Wildling is the hardest kind of movie for me to write about: a smaller, independent genre film that's executed well and can use the signal boost of positive word of mouth, but which is hard to recommend too enthusiastically because it does very little that I haven't seen done in movies already. There's certainly more of a folklore approach to the monster of Wildling that feels somewhat novel, in particular a backwoods character played by James Le Gros who pops up from time to time. The performances are all really strong, in particular Powley at the center and a welcome Liv Tyler bringing warmth and authority and decency to the film just by basically being herself. The direction is elegant and evocative of the mood Böhm is trying to capture, demonstrating a strong understanding of how to use lighting and location.
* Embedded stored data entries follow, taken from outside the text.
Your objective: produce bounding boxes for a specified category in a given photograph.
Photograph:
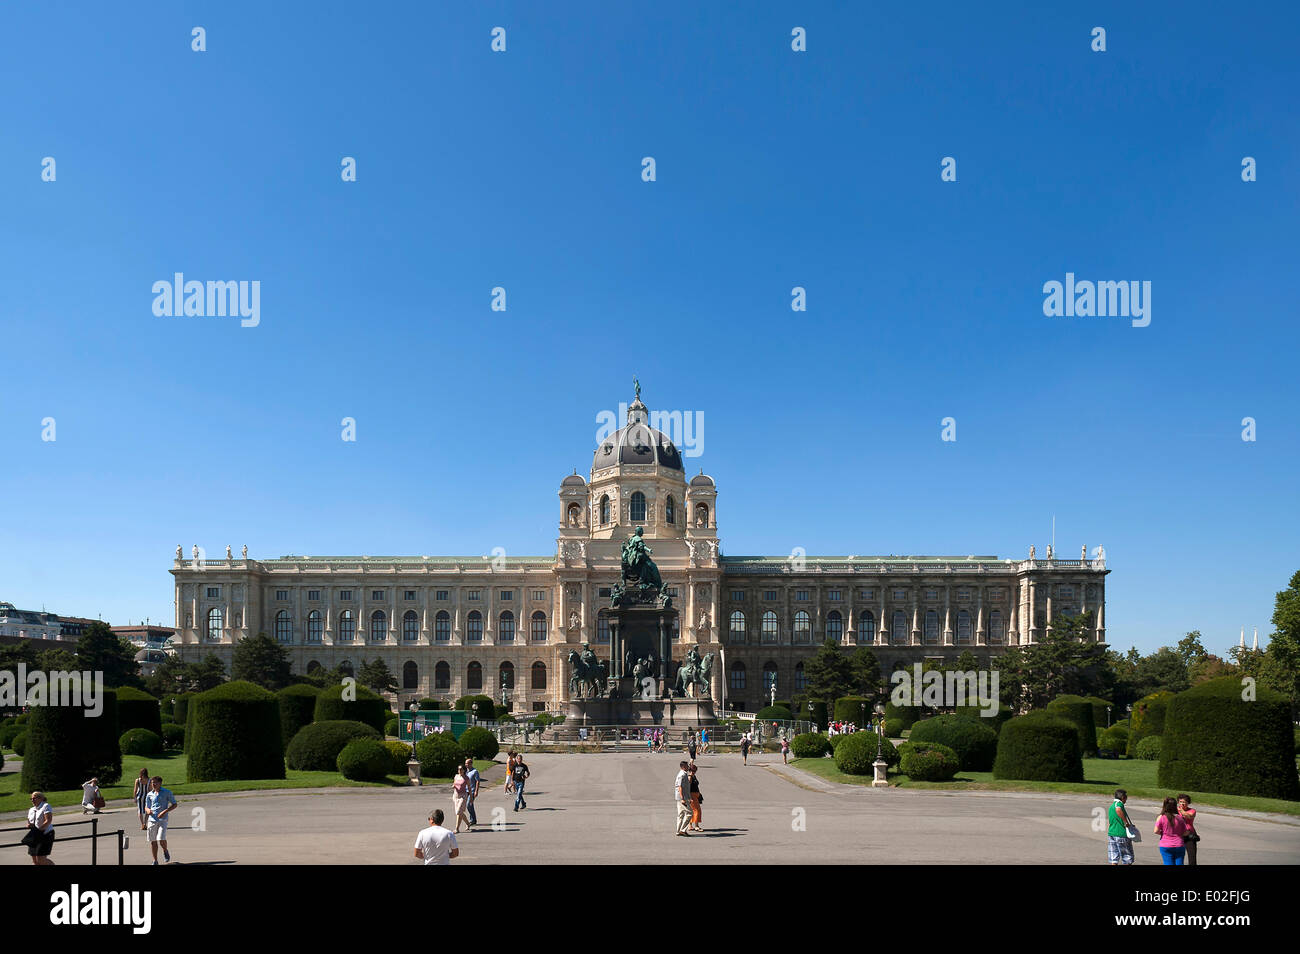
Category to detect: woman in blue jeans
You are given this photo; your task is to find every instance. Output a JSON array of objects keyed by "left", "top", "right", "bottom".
[
  {"left": 1154, "top": 796, "right": 1189, "bottom": 864},
  {"left": 511, "top": 756, "right": 530, "bottom": 811}
]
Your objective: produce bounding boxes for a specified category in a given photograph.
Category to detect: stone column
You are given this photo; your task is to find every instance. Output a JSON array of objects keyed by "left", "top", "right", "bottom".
[
  {"left": 943, "top": 588, "right": 953, "bottom": 646},
  {"left": 976, "top": 588, "right": 986, "bottom": 646}
]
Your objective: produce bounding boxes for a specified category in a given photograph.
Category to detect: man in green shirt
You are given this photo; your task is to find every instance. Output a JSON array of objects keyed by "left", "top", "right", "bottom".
[{"left": 1107, "top": 788, "right": 1135, "bottom": 865}]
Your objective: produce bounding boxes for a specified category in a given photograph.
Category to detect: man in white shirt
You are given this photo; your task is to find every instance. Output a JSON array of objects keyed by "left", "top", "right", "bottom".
[
  {"left": 674, "top": 761, "right": 692, "bottom": 836},
  {"left": 414, "top": 809, "right": 460, "bottom": 865}
]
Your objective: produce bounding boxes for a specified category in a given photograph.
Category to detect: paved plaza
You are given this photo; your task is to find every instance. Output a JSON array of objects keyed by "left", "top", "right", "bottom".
[{"left": 5, "top": 752, "right": 1299, "bottom": 865}]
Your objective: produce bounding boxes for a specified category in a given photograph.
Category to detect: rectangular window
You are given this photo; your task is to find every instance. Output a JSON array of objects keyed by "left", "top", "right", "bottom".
[
  {"left": 925, "top": 589, "right": 938, "bottom": 601},
  {"left": 730, "top": 590, "right": 745, "bottom": 601},
  {"left": 206, "top": 587, "right": 220, "bottom": 599},
  {"left": 436, "top": 590, "right": 449, "bottom": 601},
  {"left": 404, "top": 590, "right": 416, "bottom": 601},
  {"left": 1059, "top": 586, "right": 1074, "bottom": 599},
  {"left": 467, "top": 590, "right": 481, "bottom": 601},
  {"left": 531, "top": 590, "right": 545, "bottom": 601},
  {"left": 666, "top": 587, "right": 678, "bottom": 598},
  {"left": 991, "top": 589, "right": 1005, "bottom": 602},
  {"left": 893, "top": 588, "right": 906, "bottom": 600},
  {"left": 860, "top": 588, "right": 874, "bottom": 600},
  {"left": 598, "top": 587, "right": 612, "bottom": 598},
  {"left": 958, "top": 588, "right": 970, "bottom": 601},
  {"left": 532, "top": 702, "right": 547, "bottom": 712},
  {"left": 339, "top": 590, "right": 352, "bottom": 602},
  {"left": 763, "top": 590, "right": 777, "bottom": 601},
  {"left": 500, "top": 590, "right": 513, "bottom": 601},
  {"left": 827, "top": 590, "right": 841, "bottom": 601},
  {"left": 307, "top": 590, "right": 320, "bottom": 601},
  {"left": 371, "top": 590, "right": 385, "bottom": 601},
  {"left": 796, "top": 590, "right": 809, "bottom": 601},
  {"left": 275, "top": 590, "right": 289, "bottom": 602}
]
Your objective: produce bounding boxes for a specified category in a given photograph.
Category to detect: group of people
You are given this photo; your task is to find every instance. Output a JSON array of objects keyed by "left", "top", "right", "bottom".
[
  {"left": 826, "top": 721, "right": 859, "bottom": 737},
  {"left": 1107, "top": 789, "right": 1200, "bottom": 865},
  {"left": 673, "top": 760, "right": 705, "bottom": 835},
  {"left": 24, "top": 772, "right": 178, "bottom": 866},
  {"left": 448, "top": 751, "right": 532, "bottom": 833}
]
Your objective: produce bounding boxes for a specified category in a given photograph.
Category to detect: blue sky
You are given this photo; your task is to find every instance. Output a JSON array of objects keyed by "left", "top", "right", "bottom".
[{"left": 1, "top": 2, "right": 1296, "bottom": 656}]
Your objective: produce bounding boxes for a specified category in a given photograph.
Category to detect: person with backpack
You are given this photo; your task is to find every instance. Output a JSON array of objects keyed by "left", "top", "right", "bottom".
[{"left": 740, "top": 732, "right": 751, "bottom": 766}]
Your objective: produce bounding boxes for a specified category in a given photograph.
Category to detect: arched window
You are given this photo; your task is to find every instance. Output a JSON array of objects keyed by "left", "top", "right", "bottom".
[
  {"left": 531, "top": 611, "right": 547, "bottom": 642},
  {"left": 729, "top": 611, "right": 745, "bottom": 644},
  {"left": 859, "top": 611, "right": 875, "bottom": 644},
  {"left": 695, "top": 503, "right": 709, "bottom": 527},
  {"left": 499, "top": 661, "right": 514, "bottom": 690},
  {"left": 275, "top": 610, "right": 292, "bottom": 644},
  {"left": 599, "top": 495, "right": 610, "bottom": 524},
  {"left": 665, "top": 495, "right": 675, "bottom": 525},
  {"left": 789, "top": 611, "right": 806, "bottom": 644},
  {"left": 567, "top": 503, "right": 581, "bottom": 526},
  {"left": 403, "top": 661, "right": 418, "bottom": 690},
  {"left": 794, "top": 662, "right": 807, "bottom": 692},
  {"left": 957, "top": 610, "right": 972, "bottom": 644},
  {"left": 630, "top": 491, "right": 646, "bottom": 522},
  {"left": 306, "top": 660, "right": 322, "bottom": 674},
  {"left": 925, "top": 610, "right": 939, "bottom": 644},
  {"left": 892, "top": 610, "right": 908, "bottom": 645},
  {"left": 307, "top": 611, "right": 322, "bottom": 644},
  {"left": 531, "top": 661, "right": 547, "bottom": 690},
  {"left": 827, "top": 611, "right": 843, "bottom": 644},
  {"left": 596, "top": 610, "right": 610, "bottom": 644},
  {"left": 370, "top": 610, "right": 387, "bottom": 642},
  {"left": 435, "top": 610, "right": 450, "bottom": 642},
  {"left": 467, "top": 611, "right": 482, "bottom": 642},
  {"left": 763, "top": 661, "right": 778, "bottom": 692},
  {"left": 671, "top": 616, "right": 680, "bottom": 641},
  {"left": 338, "top": 610, "right": 355, "bottom": 643},
  {"left": 989, "top": 610, "right": 1004, "bottom": 643},
  {"left": 206, "top": 607, "right": 223, "bottom": 641},
  {"left": 467, "top": 661, "right": 483, "bottom": 691},
  {"left": 729, "top": 661, "right": 746, "bottom": 691},
  {"left": 435, "top": 661, "right": 450, "bottom": 690},
  {"left": 499, "top": 611, "right": 515, "bottom": 643},
  {"left": 403, "top": 610, "right": 419, "bottom": 642}
]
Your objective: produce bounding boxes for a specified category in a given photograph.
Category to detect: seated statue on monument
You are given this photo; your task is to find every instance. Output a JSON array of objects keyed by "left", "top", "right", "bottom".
[{"left": 611, "top": 526, "right": 672, "bottom": 609}]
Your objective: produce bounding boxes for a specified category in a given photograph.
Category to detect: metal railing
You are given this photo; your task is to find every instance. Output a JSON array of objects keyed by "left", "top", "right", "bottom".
[
  {"left": 491, "top": 721, "right": 814, "bottom": 751},
  {"left": 0, "top": 817, "right": 126, "bottom": 865}
]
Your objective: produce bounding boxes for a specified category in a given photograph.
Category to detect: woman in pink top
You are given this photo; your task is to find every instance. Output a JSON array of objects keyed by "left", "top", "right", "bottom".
[{"left": 1153, "top": 796, "right": 1188, "bottom": 865}]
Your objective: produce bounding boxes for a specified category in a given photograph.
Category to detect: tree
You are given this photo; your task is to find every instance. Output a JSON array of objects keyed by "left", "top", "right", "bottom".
[
  {"left": 848, "top": 646, "right": 881, "bottom": 697},
  {"left": 189, "top": 655, "right": 228, "bottom": 691},
  {"left": 1132, "top": 647, "right": 1190, "bottom": 697},
  {"left": 805, "top": 639, "right": 854, "bottom": 702},
  {"left": 992, "top": 612, "right": 1111, "bottom": 711},
  {"left": 1261, "top": 569, "right": 1300, "bottom": 707},
  {"left": 145, "top": 653, "right": 227, "bottom": 695},
  {"left": 1188, "top": 653, "right": 1235, "bottom": 685},
  {"left": 231, "top": 633, "right": 292, "bottom": 691},
  {"left": 1175, "top": 631, "right": 1207, "bottom": 670},
  {"left": 76, "top": 621, "right": 142, "bottom": 688},
  {"left": 357, "top": 658, "right": 399, "bottom": 695}
]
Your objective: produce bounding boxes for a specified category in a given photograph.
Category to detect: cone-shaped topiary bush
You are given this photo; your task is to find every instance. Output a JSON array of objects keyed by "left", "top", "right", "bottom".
[
  {"left": 187, "top": 681, "right": 284, "bottom": 782},
  {"left": 992, "top": 711, "right": 1083, "bottom": 782}
]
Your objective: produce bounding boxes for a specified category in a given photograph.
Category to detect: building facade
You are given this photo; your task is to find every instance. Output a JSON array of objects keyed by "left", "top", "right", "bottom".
[{"left": 169, "top": 390, "right": 1109, "bottom": 712}]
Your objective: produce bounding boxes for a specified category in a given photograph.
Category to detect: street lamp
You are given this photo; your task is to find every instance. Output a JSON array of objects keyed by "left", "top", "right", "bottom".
[
  {"left": 406, "top": 700, "right": 421, "bottom": 786},
  {"left": 871, "top": 701, "right": 888, "bottom": 787}
]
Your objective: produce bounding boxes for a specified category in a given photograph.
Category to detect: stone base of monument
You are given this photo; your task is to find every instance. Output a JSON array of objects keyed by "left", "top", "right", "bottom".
[{"left": 563, "top": 695, "right": 717, "bottom": 732}]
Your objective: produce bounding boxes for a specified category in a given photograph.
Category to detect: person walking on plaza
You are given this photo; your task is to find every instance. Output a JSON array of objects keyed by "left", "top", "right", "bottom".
[
  {"left": 413, "top": 808, "right": 459, "bottom": 865},
  {"left": 780, "top": 734, "right": 790, "bottom": 765},
  {"left": 674, "top": 761, "right": 692, "bottom": 836},
  {"left": 464, "top": 757, "right": 481, "bottom": 828},
  {"left": 740, "top": 732, "right": 750, "bottom": 766},
  {"left": 145, "top": 776, "right": 178, "bottom": 865},
  {"left": 687, "top": 733, "right": 697, "bottom": 762},
  {"left": 504, "top": 750, "right": 517, "bottom": 795},
  {"left": 688, "top": 763, "right": 703, "bottom": 832},
  {"left": 1154, "top": 796, "right": 1189, "bottom": 865},
  {"left": 133, "top": 768, "right": 150, "bottom": 830},
  {"left": 451, "top": 763, "right": 471, "bottom": 833},
  {"left": 81, "top": 777, "right": 101, "bottom": 815},
  {"left": 511, "top": 754, "right": 530, "bottom": 811},
  {"left": 700, "top": 727, "right": 709, "bottom": 754},
  {"left": 25, "top": 792, "right": 55, "bottom": 866},
  {"left": 1177, "top": 794, "right": 1199, "bottom": 866},
  {"left": 1106, "top": 789, "right": 1136, "bottom": 866}
]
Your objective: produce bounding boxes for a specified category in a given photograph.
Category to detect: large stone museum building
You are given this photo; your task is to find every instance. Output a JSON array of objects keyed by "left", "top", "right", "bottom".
[{"left": 170, "top": 390, "right": 1109, "bottom": 713}]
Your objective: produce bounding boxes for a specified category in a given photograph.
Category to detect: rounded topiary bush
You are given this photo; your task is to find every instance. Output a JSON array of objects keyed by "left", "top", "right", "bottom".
[
  {"left": 898, "top": 741, "right": 961, "bottom": 781},
  {"left": 187, "top": 681, "right": 285, "bottom": 782},
  {"left": 1099, "top": 726, "right": 1130, "bottom": 756},
  {"left": 1046, "top": 694, "right": 1099, "bottom": 758},
  {"left": 908, "top": 714, "right": 998, "bottom": 771},
  {"left": 955, "top": 702, "right": 1014, "bottom": 733},
  {"left": 885, "top": 701, "right": 921, "bottom": 730},
  {"left": 172, "top": 693, "right": 194, "bottom": 729},
  {"left": 383, "top": 739, "right": 415, "bottom": 774},
  {"left": 1134, "top": 735, "right": 1161, "bottom": 761},
  {"left": 790, "top": 732, "right": 831, "bottom": 759},
  {"left": 992, "top": 711, "right": 1083, "bottom": 782},
  {"left": 755, "top": 705, "right": 793, "bottom": 723},
  {"left": 313, "top": 684, "right": 388, "bottom": 733},
  {"left": 416, "top": 697, "right": 444, "bottom": 711},
  {"left": 458, "top": 726, "right": 500, "bottom": 761},
  {"left": 161, "top": 723, "right": 185, "bottom": 749},
  {"left": 1158, "top": 676, "right": 1300, "bottom": 800},
  {"left": 286, "top": 720, "right": 382, "bottom": 771},
  {"left": 115, "top": 686, "right": 163, "bottom": 737},
  {"left": 15, "top": 713, "right": 30, "bottom": 724},
  {"left": 276, "top": 684, "right": 321, "bottom": 749},
  {"left": 1294, "top": 726, "right": 1300, "bottom": 756},
  {"left": 884, "top": 718, "right": 904, "bottom": 738},
  {"left": 833, "top": 696, "right": 872, "bottom": 725},
  {"left": 336, "top": 739, "right": 393, "bottom": 781},
  {"left": 20, "top": 687, "right": 122, "bottom": 791},
  {"left": 12, "top": 731, "right": 28, "bottom": 757},
  {"left": 834, "top": 731, "right": 898, "bottom": 775},
  {"left": 0, "top": 724, "right": 22, "bottom": 748},
  {"left": 454, "top": 695, "right": 498, "bottom": 720},
  {"left": 415, "top": 732, "right": 466, "bottom": 779},
  {"left": 1127, "top": 691, "right": 1174, "bottom": 757},
  {"left": 120, "top": 728, "right": 163, "bottom": 756},
  {"left": 385, "top": 717, "right": 399, "bottom": 737}
]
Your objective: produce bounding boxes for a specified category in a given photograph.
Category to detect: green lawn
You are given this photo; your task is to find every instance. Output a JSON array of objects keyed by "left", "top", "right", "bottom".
[
  {"left": 787, "top": 755, "right": 1300, "bottom": 816},
  {"left": 0, "top": 752, "right": 497, "bottom": 814}
]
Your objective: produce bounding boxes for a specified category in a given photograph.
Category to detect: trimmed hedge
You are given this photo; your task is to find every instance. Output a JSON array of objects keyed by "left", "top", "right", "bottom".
[
  {"left": 458, "top": 726, "right": 500, "bottom": 761},
  {"left": 20, "top": 687, "right": 122, "bottom": 790},
  {"left": 1127, "top": 691, "right": 1174, "bottom": 757},
  {"left": 120, "top": 728, "right": 163, "bottom": 756},
  {"left": 898, "top": 741, "right": 961, "bottom": 781},
  {"left": 885, "top": 702, "right": 920, "bottom": 730},
  {"left": 116, "top": 686, "right": 163, "bottom": 736},
  {"left": 276, "top": 684, "right": 321, "bottom": 749},
  {"left": 416, "top": 698, "right": 445, "bottom": 711},
  {"left": 172, "top": 693, "right": 194, "bottom": 729},
  {"left": 1158, "top": 676, "right": 1300, "bottom": 800},
  {"left": 1046, "top": 694, "right": 1099, "bottom": 757},
  {"left": 161, "top": 723, "right": 185, "bottom": 749},
  {"left": 454, "top": 695, "right": 498, "bottom": 720},
  {"left": 186, "top": 681, "right": 285, "bottom": 782},
  {"left": 908, "top": 714, "right": 998, "bottom": 771},
  {"left": 755, "top": 706, "right": 793, "bottom": 723},
  {"left": 992, "top": 711, "right": 1083, "bottom": 782},
  {"left": 799, "top": 699, "right": 829, "bottom": 729},
  {"left": 0, "top": 724, "right": 22, "bottom": 748},
  {"left": 337, "top": 739, "right": 394, "bottom": 781},
  {"left": 415, "top": 731, "right": 467, "bottom": 778},
  {"left": 314, "top": 683, "right": 388, "bottom": 733},
  {"left": 286, "top": 720, "right": 382, "bottom": 771},
  {"left": 1099, "top": 726, "right": 1130, "bottom": 756},
  {"left": 383, "top": 739, "right": 415, "bottom": 774},
  {"left": 833, "top": 696, "right": 872, "bottom": 725},
  {"left": 1084, "top": 696, "right": 1116, "bottom": 731},
  {"left": 1134, "top": 735, "right": 1162, "bottom": 761},
  {"left": 955, "top": 702, "right": 1014, "bottom": 733},
  {"left": 790, "top": 733, "right": 831, "bottom": 759},
  {"left": 884, "top": 718, "right": 903, "bottom": 738},
  {"left": 12, "top": 731, "right": 28, "bottom": 757},
  {"left": 834, "top": 731, "right": 898, "bottom": 775},
  {"left": 385, "top": 717, "right": 399, "bottom": 737}
]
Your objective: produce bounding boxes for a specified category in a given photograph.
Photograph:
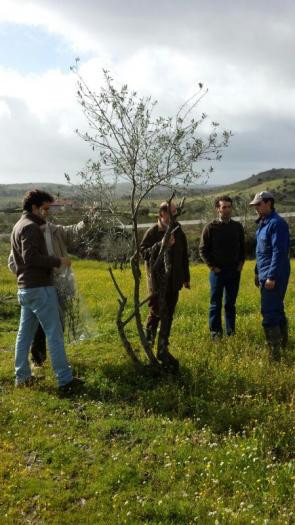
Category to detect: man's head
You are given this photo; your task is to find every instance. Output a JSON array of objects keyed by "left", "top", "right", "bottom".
[
  {"left": 22, "top": 190, "right": 54, "bottom": 219},
  {"left": 159, "top": 201, "right": 177, "bottom": 226},
  {"left": 214, "top": 195, "right": 233, "bottom": 221},
  {"left": 249, "top": 191, "right": 274, "bottom": 218}
]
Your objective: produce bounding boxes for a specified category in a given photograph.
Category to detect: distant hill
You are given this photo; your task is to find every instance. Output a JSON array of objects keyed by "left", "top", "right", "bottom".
[
  {"left": 221, "top": 168, "right": 295, "bottom": 191},
  {"left": 1, "top": 168, "right": 295, "bottom": 214},
  {"left": 209, "top": 168, "right": 295, "bottom": 208},
  {"left": 0, "top": 181, "right": 216, "bottom": 209},
  {"left": 182, "top": 168, "right": 295, "bottom": 218}
]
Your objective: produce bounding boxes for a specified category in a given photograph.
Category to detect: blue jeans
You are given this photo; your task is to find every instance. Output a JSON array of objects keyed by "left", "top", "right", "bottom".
[
  {"left": 260, "top": 277, "right": 289, "bottom": 327},
  {"left": 15, "top": 287, "right": 73, "bottom": 387},
  {"left": 209, "top": 268, "right": 241, "bottom": 336}
]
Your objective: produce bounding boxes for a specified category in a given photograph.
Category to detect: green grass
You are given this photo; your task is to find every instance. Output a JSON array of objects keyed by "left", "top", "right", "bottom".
[{"left": 1, "top": 244, "right": 295, "bottom": 524}]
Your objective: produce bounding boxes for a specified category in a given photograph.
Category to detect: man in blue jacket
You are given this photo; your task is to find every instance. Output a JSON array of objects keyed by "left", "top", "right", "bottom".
[{"left": 250, "top": 191, "right": 290, "bottom": 360}]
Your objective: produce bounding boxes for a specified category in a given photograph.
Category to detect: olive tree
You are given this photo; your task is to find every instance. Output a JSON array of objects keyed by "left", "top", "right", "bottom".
[{"left": 71, "top": 64, "right": 231, "bottom": 369}]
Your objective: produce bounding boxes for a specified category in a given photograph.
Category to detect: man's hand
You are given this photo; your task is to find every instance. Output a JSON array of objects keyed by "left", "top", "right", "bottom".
[
  {"left": 60, "top": 257, "right": 71, "bottom": 268},
  {"left": 265, "top": 278, "right": 275, "bottom": 290},
  {"left": 162, "top": 234, "right": 175, "bottom": 247},
  {"left": 237, "top": 262, "right": 244, "bottom": 272},
  {"left": 254, "top": 274, "right": 259, "bottom": 287},
  {"left": 212, "top": 266, "right": 221, "bottom": 273},
  {"left": 168, "top": 234, "right": 175, "bottom": 247},
  {"left": 183, "top": 282, "right": 190, "bottom": 289}
]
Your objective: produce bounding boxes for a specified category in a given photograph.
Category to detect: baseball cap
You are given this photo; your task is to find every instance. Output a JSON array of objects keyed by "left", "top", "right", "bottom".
[{"left": 249, "top": 191, "right": 274, "bottom": 206}]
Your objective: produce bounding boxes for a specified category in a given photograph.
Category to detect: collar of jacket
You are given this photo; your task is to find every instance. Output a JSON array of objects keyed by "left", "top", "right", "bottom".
[
  {"left": 255, "top": 210, "right": 276, "bottom": 225},
  {"left": 157, "top": 218, "right": 166, "bottom": 231},
  {"left": 217, "top": 218, "right": 232, "bottom": 224},
  {"left": 22, "top": 211, "right": 46, "bottom": 226},
  {"left": 211, "top": 218, "right": 232, "bottom": 225},
  {"left": 157, "top": 219, "right": 179, "bottom": 231}
]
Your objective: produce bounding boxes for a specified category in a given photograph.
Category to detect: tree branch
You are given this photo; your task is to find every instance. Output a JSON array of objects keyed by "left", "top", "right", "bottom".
[{"left": 122, "top": 295, "right": 152, "bottom": 326}]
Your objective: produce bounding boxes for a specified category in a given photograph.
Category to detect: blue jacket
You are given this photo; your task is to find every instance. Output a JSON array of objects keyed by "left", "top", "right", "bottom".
[{"left": 255, "top": 211, "right": 290, "bottom": 283}]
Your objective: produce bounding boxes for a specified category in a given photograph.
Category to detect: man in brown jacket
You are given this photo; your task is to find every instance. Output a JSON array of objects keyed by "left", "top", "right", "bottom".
[
  {"left": 11, "top": 189, "right": 81, "bottom": 391},
  {"left": 9, "top": 211, "right": 87, "bottom": 371},
  {"left": 140, "top": 202, "right": 190, "bottom": 370}
]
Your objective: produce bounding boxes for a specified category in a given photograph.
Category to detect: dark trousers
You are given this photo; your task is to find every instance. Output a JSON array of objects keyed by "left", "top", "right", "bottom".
[
  {"left": 31, "top": 323, "right": 46, "bottom": 365},
  {"left": 260, "top": 277, "right": 289, "bottom": 327},
  {"left": 146, "top": 288, "right": 179, "bottom": 350},
  {"left": 209, "top": 268, "right": 241, "bottom": 336}
]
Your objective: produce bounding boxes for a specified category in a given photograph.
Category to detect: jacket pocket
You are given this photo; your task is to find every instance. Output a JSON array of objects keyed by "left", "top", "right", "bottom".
[{"left": 258, "top": 235, "right": 271, "bottom": 254}]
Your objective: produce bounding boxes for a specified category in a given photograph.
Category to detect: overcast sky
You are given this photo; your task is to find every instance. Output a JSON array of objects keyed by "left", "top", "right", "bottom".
[{"left": 0, "top": 0, "right": 294, "bottom": 186}]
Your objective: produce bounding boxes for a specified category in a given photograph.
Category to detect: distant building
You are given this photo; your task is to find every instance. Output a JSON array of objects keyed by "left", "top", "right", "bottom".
[{"left": 50, "top": 199, "right": 80, "bottom": 211}]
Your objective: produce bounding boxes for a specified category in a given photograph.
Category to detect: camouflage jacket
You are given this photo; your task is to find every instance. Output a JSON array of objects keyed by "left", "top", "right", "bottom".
[{"left": 140, "top": 220, "right": 190, "bottom": 294}]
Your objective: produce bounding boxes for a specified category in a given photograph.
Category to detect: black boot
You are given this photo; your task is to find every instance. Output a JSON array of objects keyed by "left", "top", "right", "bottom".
[
  {"left": 31, "top": 323, "right": 46, "bottom": 365},
  {"left": 264, "top": 325, "right": 282, "bottom": 362},
  {"left": 280, "top": 320, "right": 288, "bottom": 349},
  {"left": 157, "top": 337, "right": 179, "bottom": 371}
]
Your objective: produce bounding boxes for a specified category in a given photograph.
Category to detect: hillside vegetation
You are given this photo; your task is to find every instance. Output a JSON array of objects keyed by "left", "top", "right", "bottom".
[{"left": 182, "top": 168, "right": 295, "bottom": 219}]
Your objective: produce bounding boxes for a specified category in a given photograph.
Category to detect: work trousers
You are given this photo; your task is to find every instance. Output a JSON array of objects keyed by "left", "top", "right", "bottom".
[
  {"left": 146, "top": 287, "right": 179, "bottom": 349},
  {"left": 260, "top": 277, "right": 289, "bottom": 327}
]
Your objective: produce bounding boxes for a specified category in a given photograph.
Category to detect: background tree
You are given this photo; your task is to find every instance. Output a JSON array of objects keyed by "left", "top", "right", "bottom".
[{"left": 71, "top": 64, "right": 232, "bottom": 369}]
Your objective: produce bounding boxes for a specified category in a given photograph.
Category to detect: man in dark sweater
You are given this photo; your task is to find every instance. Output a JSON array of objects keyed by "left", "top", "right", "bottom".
[
  {"left": 199, "top": 195, "right": 245, "bottom": 338},
  {"left": 140, "top": 202, "right": 190, "bottom": 369},
  {"left": 11, "top": 189, "right": 81, "bottom": 391}
]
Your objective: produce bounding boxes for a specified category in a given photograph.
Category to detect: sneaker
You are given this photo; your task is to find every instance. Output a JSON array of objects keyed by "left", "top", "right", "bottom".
[
  {"left": 32, "top": 363, "right": 46, "bottom": 379},
  {"left": 15, "top": 376, "right": 39, "bottom": 388},
  {"left": 58, "top": 377, "right": 85, "bottom": 394}
]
Bel Powley is good enough in the lead role that her performance alone helps shift the focus of the story from one of a family or a community watching a girl become a monster to that of a girl living in fear of becoming a monster herself. And that works! It's just still not enough for me to recommend Wildling as more than a well-done coming-of-age horror film that executes but doesn't transcend. It's a good movie that doesn't add much to its particular subgenre, a well-acted and well-directed effort that I'm unlikely to revisit.
Wildling is currently playing in limited release and on VOD from IFC Midnight.